Tidal Effects in the Post-Minkowskian Expansion

TL;DR

This paper extends scattering amplitude and effective field theory methods to include tidal effects in neutron star mergers, providing new finite size corrections to the conservative dynamics at higher post-Minkowskian orders.

Contribution

It introduces the first computation of next-to-leading order tidal corrections to the post-Minkowskian Hamiltonian for neutron star mergers.

Findings

Derived gauge-invariant expressions for tidal corrections.

Confirmed consistency with test-body and existing post-Newtonian results.
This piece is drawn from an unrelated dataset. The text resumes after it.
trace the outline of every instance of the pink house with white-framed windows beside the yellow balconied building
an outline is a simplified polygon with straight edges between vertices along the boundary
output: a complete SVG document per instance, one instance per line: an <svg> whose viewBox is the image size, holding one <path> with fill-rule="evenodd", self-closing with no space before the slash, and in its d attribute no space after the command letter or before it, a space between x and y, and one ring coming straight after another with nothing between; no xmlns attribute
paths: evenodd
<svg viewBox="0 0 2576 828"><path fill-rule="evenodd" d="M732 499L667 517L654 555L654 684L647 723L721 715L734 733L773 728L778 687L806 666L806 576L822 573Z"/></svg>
Provided scattering amplitudes and angles for tidal effects.

Abstract

Tools from scattering amplitudes and effective field theory have recently been repurposed to derive state-of-the-art results for the black hole binary inspiral in the post-Minkowskian expansion. In the present work we extend this approach to include the tidal effects of mass and current quadrupoles on the conservative dynamics of non-spinning neutron star mergers. We compute the leading and, for the first time, next-to-leading order post-Minkowskian finite size corrections to the conservative Hamiltonian, together with their associated scattering amplitudes and scattering angles. Our expressions are gauge invariant and, in the extreme mass ratio limit, consistent with the dynamics of a tidally deformed test body in a Schwarzschild background. Furthermore, they agree completely with existing results at leading post-Minkowskian and second post-Newtonian orders.